Auf die Frage, was 2014 in Odessa geschah, lautet bei Wikipedia elf Jahre danach immer noch die Antwort entsprechend der zunehmenden geschichtlichen Umdeutung: »Die Kämpfe begannen mit einem Angriff prorussischer Aktivisten auf einen proukrainischen ›Marsch der Einheit‹ und endeten tragisch, als ein Gewerkschaftshaus, in welchem sich prorussische Personen versteckt hatten, in Brand geriet.«[3]

Nach dem Odessa-Massaker wurde die antirussische Propaganda der Kiewer Machthaber und ihrer westlichen Unterstützer immer hemmungsloser. Die Inszenierung des neuen Ost-West-Konflikts und der Ukraine-Krise durch die USA wurde verschwiegen, und sie wird auch nach der Übernahme der US-Präsidentschaft durch Donald Trump nicht thematisiert.

Am 13. März 2025 hat nun der Europäische Gerichtshof für Menschenrechte (EGMR) ein seit Jahren anhängiges Verfahren zu den Vorfällen in Odessa am 2. Mai 2014 durch Urteil abgeschlossen. Darin wird ein Fehlverhalten der Behörden festgestellt, das »über eine bloße Fehleinschätzung oder Nachlässigkeit« hinausgegangen sei.[4] Feuerwehr, Polizei und andere Stellen hätten gegen Artikel 2 der Europäischen Menschenrechtskonvention verstoßen, weil sie nicht alles getan hätten, die Gewalt vor dem Gewerkschaftshaus, die von »Aktivisten für die Einheit der Ukraine« verübt worden sei, zu verhindern und die Menschen aus dem brennenden Gebäude zu retten.[5]
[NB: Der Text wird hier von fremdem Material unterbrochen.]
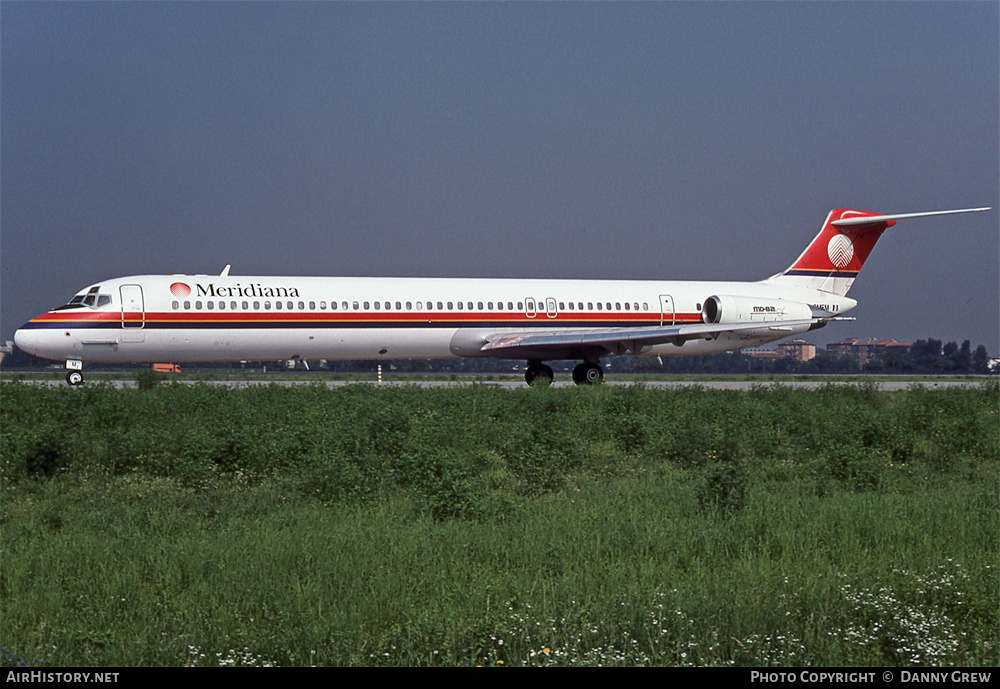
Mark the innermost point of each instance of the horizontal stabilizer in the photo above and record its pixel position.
(871, 219)
(603, 341)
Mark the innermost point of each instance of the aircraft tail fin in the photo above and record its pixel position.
(833, 259)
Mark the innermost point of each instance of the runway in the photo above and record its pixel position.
(740, 385)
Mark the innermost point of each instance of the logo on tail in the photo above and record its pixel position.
(833, 259)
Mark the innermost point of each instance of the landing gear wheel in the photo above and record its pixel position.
(538, 374)
(587, 374)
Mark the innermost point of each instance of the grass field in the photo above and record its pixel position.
(184, 525)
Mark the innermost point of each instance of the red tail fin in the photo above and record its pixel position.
(833, 259)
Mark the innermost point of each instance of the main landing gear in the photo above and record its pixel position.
(587, 373)
(74, 376)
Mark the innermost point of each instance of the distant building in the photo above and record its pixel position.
(864, 350)
(800, 350)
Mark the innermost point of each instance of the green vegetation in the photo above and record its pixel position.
(179, 525)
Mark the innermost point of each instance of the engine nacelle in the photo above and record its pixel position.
(728, 309)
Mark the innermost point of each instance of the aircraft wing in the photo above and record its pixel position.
(620, 341)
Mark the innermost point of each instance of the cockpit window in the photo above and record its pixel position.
(91, 298)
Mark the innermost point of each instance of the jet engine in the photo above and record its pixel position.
(728, 309)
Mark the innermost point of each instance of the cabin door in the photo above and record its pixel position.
(666, 309)
(133, 313)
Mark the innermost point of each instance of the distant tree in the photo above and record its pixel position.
(980, 360)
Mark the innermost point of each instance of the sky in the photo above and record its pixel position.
(654, 140)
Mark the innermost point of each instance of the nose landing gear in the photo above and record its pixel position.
(587, 374)
(74, 376)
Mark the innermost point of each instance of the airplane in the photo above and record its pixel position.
(202, 318)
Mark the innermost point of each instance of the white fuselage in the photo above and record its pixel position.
(183, 318)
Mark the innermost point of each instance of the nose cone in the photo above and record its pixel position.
(25, 340)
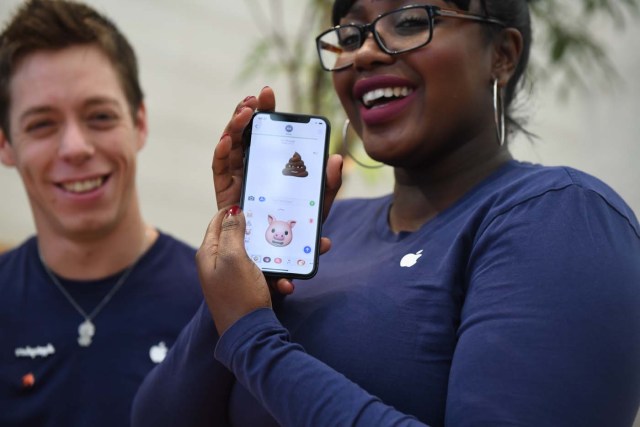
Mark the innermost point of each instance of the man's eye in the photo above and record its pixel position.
(39, 125)
(102, 119)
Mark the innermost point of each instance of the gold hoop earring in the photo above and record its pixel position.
(498, 111)
(345, 145)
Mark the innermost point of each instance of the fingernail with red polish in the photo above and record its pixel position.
(234, 210)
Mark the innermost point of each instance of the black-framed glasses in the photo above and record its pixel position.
(397, 31)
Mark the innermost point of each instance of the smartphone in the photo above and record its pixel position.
(283, 191)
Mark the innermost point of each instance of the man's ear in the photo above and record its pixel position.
(7, 154)
(141, 125)
(507, 53)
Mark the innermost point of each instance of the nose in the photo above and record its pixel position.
(75, 145)
(370, 54)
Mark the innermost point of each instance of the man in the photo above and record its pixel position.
(92, 302)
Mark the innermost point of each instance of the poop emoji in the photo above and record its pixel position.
(295, 167)
(279, 233)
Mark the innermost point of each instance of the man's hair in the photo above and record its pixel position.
(57, 24)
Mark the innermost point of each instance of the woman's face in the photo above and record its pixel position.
(442, 91)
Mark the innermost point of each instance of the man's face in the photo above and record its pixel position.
(73, 141)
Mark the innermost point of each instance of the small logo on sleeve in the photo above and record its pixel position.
(409, 260)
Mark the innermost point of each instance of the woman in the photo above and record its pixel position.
(483, 291)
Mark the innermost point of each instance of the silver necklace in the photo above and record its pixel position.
(86, 329)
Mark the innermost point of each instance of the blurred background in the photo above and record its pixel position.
(199, 58)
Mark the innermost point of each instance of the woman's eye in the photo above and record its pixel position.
(411, 25)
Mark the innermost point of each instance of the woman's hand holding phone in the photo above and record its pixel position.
(228, 169)
(228, 156)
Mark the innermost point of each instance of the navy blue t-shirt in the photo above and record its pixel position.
(518, 305)
(92, 386)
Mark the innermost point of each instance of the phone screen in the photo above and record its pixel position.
(283, 192)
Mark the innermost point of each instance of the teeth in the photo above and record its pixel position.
(390, 92)
(83, 186)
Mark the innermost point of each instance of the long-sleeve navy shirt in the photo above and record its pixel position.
(518, 305)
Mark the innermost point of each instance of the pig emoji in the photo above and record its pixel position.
(279, 232)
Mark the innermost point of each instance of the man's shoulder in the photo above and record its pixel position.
(18, 255)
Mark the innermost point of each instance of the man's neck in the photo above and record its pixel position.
(97, 257)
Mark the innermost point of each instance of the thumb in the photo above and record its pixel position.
(232, 232)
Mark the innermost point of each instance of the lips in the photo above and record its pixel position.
(370, 90)
(83, 186)
(382, 98)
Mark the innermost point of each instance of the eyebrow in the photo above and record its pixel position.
(357, 9)
(42, 109)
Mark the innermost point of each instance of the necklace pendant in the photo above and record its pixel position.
(86, 331)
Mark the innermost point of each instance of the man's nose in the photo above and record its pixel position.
(75, 144)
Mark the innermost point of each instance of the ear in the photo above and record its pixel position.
(7, 153)
(141, 125)
(506, 56)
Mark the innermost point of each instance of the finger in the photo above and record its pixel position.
(333, 182)
(207, 254)
(266, 99)
(232, 229)
(223, 178)
(285, 287)
(325, 245)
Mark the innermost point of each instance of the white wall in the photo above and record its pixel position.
(191, 52)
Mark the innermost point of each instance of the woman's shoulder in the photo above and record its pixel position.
(521, 184)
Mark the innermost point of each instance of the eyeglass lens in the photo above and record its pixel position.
(397, 31)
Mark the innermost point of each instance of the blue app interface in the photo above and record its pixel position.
(282, 190)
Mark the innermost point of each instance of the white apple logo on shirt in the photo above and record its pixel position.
(157, 353)
(409, 260)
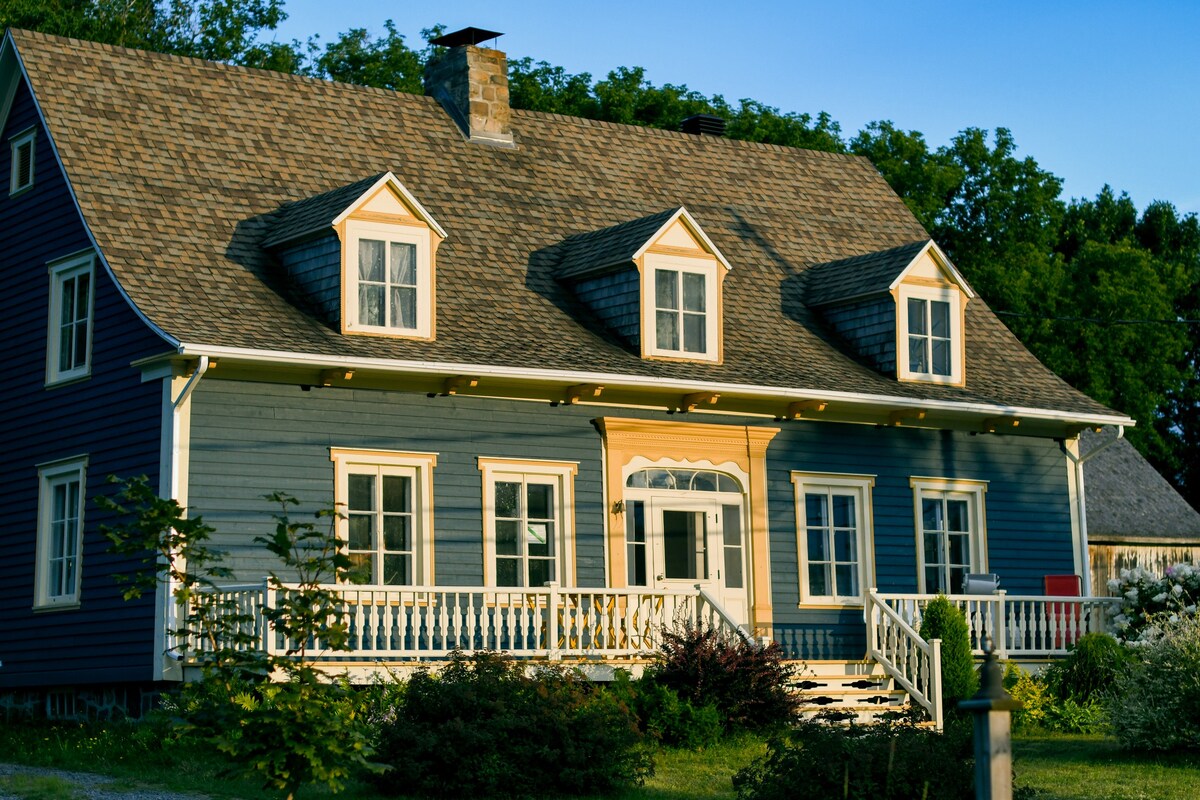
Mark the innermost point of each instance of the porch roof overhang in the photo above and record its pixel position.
(582, 386)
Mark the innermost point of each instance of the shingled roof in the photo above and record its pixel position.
(1128, 500)
(179, 167)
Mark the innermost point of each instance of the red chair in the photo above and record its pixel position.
(1063, 585)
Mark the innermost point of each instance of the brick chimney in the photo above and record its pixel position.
(472, 84)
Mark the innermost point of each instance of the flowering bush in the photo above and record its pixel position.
(1145, 595)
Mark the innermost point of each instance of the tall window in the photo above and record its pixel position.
(60, 533)
(387, 501)
(389, 280)
(22, 174)
(681, 307)
(834, 536)
(951, 537)
(528, 521)
(69, 337)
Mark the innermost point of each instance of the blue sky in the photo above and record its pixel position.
(1099, 91)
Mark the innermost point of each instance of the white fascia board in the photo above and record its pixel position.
(637, 382)
(943, 260)
(694, 227)
(391, 180)
(10, 49)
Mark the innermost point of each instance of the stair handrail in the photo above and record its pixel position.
(915, 663)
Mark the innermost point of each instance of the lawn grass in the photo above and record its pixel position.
(1062, 767)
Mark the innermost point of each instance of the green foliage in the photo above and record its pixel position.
(1156, 703)
(880, 762)
(747, 681)
(943, 620)
(483, 727)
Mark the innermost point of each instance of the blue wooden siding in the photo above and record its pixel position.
(870, 328)
(112, 417)
(615, 299)
(316, 268)
(249, 439)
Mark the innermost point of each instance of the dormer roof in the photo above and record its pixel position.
(623, 244)
(871, 274)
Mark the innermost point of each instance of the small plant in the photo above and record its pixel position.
(942, 620)
(1156, 701)
(747, 681)
(484, 728)
(881, 762)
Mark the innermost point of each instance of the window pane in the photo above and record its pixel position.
(361, 493)
(403, 307)
(940, 319)
(507, 572)
(819, 581)
(395, 570)
(507, 541)
(396, 493)
(816, 515)
(508, 499)
(666, 330)
(403, 264)
(941, 360)
(370, 260)
(359, 531)
(918, 354)
(843, 511)
(817, 546)
(693, 292)
(917, 317)
(666, 283)
(540, 498)
(395, 533)
(370, 304)
(694, 334)
(540, 572)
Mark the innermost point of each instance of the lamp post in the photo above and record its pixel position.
(993, 709)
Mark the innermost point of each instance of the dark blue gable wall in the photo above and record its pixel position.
(112, 417)
(249, 439)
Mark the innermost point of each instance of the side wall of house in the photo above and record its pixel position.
(111, 416)
(249, 439)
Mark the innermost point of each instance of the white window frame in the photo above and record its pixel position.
(47, 573)
(682, 264)
(63, 271)
(949, 295)
(559, 474)
(415, 465)
(847, 485)
(25, 138)
(418, 235)
(942, 488)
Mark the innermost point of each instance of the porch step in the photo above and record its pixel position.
(841, 692)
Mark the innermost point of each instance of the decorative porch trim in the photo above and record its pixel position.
(625, 439)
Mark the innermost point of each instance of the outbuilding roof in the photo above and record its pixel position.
(181, 168)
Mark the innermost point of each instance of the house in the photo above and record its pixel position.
(570, 380)
(1134, 517)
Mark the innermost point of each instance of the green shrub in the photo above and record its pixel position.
(1156, 701)
(484, 728)
(747, 681)
(666, 717)
(880, 762)
(1090, 669)
(942, 620)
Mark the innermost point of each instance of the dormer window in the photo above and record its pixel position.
(657, 282)
(365, 254)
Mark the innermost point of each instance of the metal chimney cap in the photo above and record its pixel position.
(465, 36)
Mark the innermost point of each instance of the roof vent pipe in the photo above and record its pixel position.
(703, 125)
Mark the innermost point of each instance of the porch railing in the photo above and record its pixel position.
(915, 663)
(1020, 625)
(551, 621)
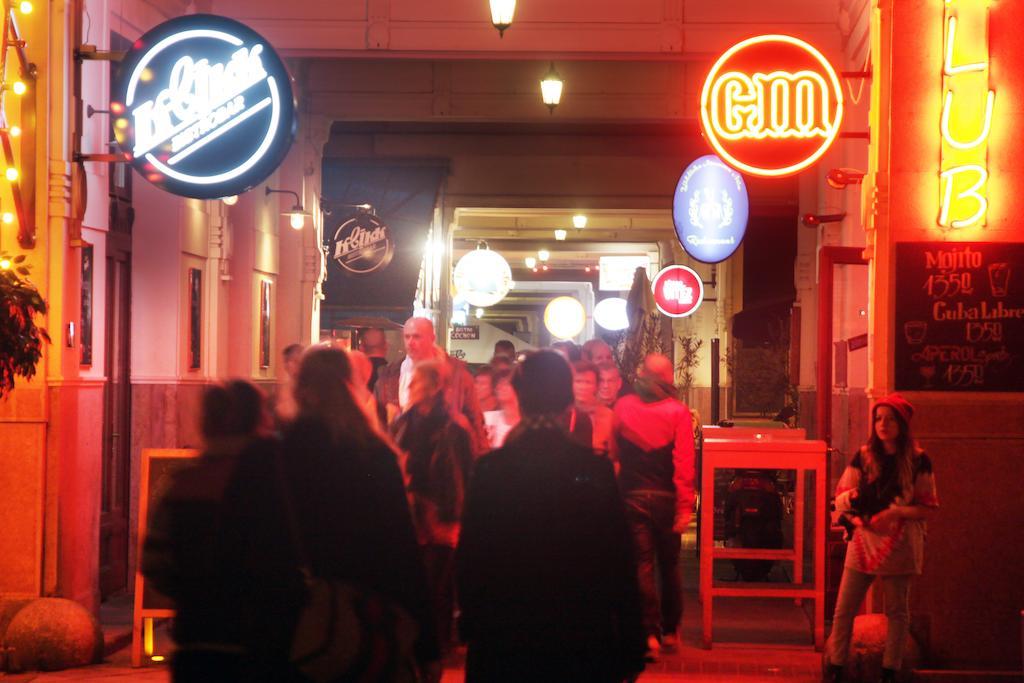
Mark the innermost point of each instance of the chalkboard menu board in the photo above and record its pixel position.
(960, 316)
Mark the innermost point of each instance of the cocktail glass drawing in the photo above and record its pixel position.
(998, 279)
(914, 331)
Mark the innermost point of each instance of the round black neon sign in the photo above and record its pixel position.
(363, 245)
(203, 107)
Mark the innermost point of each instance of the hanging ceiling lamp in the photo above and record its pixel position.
(551, 88)
(502, 12)
(482, 276)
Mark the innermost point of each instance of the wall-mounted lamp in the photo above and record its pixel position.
(297, 216)
(841, 177)
(815, 219)
(551, 88)
(502, 13)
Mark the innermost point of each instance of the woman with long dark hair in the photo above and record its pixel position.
(349, 500)
(885, 497)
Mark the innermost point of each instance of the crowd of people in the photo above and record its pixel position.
(531, 511)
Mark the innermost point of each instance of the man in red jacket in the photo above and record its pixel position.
(656, 470)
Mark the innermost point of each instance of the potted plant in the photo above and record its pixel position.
(20, 339)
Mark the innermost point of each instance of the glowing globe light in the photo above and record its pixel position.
(610, 313)
(564, 317)
(551, 89)
(502, 13)
(482, 278)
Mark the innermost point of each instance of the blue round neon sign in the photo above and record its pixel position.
(710, 210)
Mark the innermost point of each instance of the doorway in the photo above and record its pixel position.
(115, 508)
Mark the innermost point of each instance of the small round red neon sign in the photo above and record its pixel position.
(771, 105)
(678, 291)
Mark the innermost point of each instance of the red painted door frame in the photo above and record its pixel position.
(828, 257)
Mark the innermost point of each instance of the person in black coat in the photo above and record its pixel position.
(545, 570)
(349, 499)
(217, 547)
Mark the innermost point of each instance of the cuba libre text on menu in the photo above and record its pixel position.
(969, 291)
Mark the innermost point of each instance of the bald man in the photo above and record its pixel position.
(393, 380)
(597, 352)
(654, 435)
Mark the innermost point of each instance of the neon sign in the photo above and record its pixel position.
(967, 116)
(771, 105)
(363, 245)
(678, 291)
(204, 107)
(710, 210)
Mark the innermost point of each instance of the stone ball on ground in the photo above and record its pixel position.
(868, 644)
(50, 634)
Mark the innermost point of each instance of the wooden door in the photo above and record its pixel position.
(114, 527)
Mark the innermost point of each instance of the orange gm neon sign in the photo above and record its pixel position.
(967, 115)
(771, 105)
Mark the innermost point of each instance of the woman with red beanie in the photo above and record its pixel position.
(885, 496)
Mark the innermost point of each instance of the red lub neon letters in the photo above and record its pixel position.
(771, 105)
(967, 115)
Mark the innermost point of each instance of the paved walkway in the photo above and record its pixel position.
(780, 628)
(788, 657)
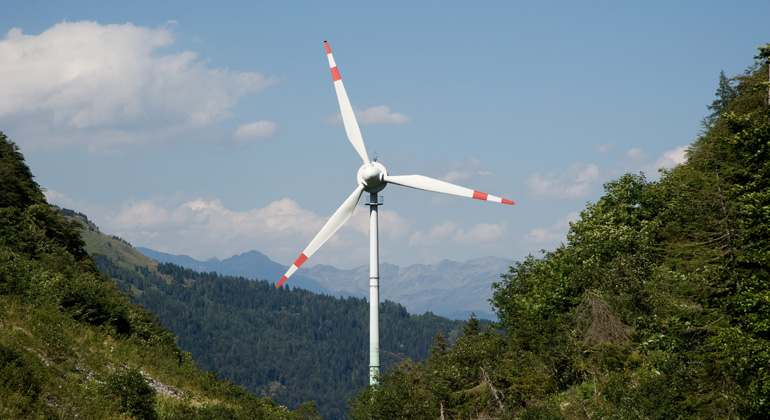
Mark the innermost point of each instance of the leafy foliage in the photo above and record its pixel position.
(656, 307)
(289, 344)
(68, 335)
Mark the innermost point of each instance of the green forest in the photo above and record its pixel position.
(72, 346)
(290, 344)
(656, 307)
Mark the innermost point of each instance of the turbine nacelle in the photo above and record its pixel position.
(372, 177)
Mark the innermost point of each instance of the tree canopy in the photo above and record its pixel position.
(657, 306)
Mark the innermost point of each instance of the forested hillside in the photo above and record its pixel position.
(657, 307)
(72, 346)
(287, 343)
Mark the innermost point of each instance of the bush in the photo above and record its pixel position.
(133, 394)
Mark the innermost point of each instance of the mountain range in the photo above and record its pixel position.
(450, 289)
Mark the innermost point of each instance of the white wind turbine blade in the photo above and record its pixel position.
(348, 117)
(431, 184)
(338, 219)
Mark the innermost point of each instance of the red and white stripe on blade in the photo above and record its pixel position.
(348, 117)
(435, 185)
(338, 219)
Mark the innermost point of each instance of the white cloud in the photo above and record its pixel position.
(604, 148)
(554, 234)
(449, 231)
(376, 115)
(636, 160)
(671, 158)
(93, 84)
(250, 132)
(576, 181)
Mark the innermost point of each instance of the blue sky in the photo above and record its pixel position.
(211, 128)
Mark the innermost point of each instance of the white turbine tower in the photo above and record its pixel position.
(372, 178)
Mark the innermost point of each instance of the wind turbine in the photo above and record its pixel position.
(372, 178)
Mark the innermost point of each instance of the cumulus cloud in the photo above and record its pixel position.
(257, 130)
(376, 115)
(636, 160)
(449, 231)
(576, 181)
(604, 148)
(83, 82)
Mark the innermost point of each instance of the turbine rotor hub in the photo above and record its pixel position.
(372, 177)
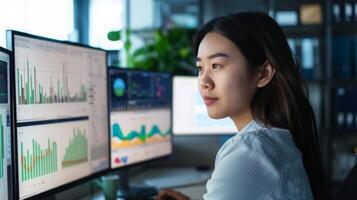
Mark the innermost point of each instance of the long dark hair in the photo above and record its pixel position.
(283, 102)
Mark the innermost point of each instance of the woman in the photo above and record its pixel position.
(247, 72)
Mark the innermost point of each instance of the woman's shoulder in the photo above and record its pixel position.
(275, 144)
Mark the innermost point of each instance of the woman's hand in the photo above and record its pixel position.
(169, 194)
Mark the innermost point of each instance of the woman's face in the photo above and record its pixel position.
(224, 82)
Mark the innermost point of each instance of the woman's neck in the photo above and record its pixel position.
(242, 119)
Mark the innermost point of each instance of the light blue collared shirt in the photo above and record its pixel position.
(259, 163)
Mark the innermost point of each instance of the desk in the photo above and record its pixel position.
(194, 190)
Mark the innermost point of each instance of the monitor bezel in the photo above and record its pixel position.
(16, 183)
(117, 169)
(192, 134)
(10, 76)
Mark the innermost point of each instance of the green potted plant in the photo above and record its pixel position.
(168, 51)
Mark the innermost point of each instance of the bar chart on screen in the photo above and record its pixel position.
(3, 161)
(50, 84)
(53, 153)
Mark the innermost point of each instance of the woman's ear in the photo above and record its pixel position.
(266, 73)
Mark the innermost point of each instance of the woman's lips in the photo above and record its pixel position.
(209, 100)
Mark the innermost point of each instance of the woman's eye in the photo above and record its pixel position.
(216, 66)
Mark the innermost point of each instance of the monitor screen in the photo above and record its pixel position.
(140, 116)
(189, 111)
(61, 112)
(4, 121)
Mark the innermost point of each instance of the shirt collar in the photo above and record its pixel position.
(251, 126)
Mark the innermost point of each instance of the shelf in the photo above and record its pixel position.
(345, 29)
(344, 134)
(303, 31)
(342, 82)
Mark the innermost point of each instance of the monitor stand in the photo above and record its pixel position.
(137, 193)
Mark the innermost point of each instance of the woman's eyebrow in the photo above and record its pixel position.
(215, 55)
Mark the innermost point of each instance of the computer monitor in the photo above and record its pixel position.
(190, 115)
(5, 123)
(140, 116)
(62, 118)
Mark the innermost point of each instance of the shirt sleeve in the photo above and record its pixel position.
(243, 171)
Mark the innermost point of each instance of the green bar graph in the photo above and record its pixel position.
(2, 146)
(39, 162)
(77, 150)
(30, 90)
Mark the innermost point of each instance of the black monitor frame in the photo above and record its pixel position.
(126, 167)
(12, 128)
(16, 193)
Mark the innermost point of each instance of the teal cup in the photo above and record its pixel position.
(109, 186)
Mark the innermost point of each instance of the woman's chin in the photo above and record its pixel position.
(216, 115)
Des Weiteren äußerte das Gericht erhebliche Zweifel daran, dass ernsthafte Anstrengungen unternommen wurden, um alle Täter zu identifizieren, obwohl umfangreiche Foto- und Videoaufnahmen von dem Geschehen vorlagen. Doch das dürfte folgenlos bleiben. Die ukrainische Regierung wurde lediglich verurteilt, die Angehörigen der Opfer sowie drei Überlebende des Brandanschlags auf das Gewerkschaftshaus mit verhältnismäßig geringfügigen Beträgen zu entschädigen.

Dass der EGMR in politischer Hinsicht festgelegt ist, zeigte sich, indem die Richter davon ausgingen, dass der »Welle der Gewalt« eine fortgesetzte »aggressive und emotionale Desinformation und Propaganda« durch Russland über die neue ukrainische Regierung vorausgegangen sei. Außerdem findet sich in der Urteilsbegründung ein Hinweis der ukrainischen Regierung auf die Bedrohung und eine mögliche Destabilisierung der Ukraine durch die Russische Föderation und die besondere strategische Bedeutung Odessas. Zudem seien die massiven russischen Aktivitäten hinsichtlich der Ereignisse auf der Krim und in der östlichen Ukraine zu bedenken gewesen.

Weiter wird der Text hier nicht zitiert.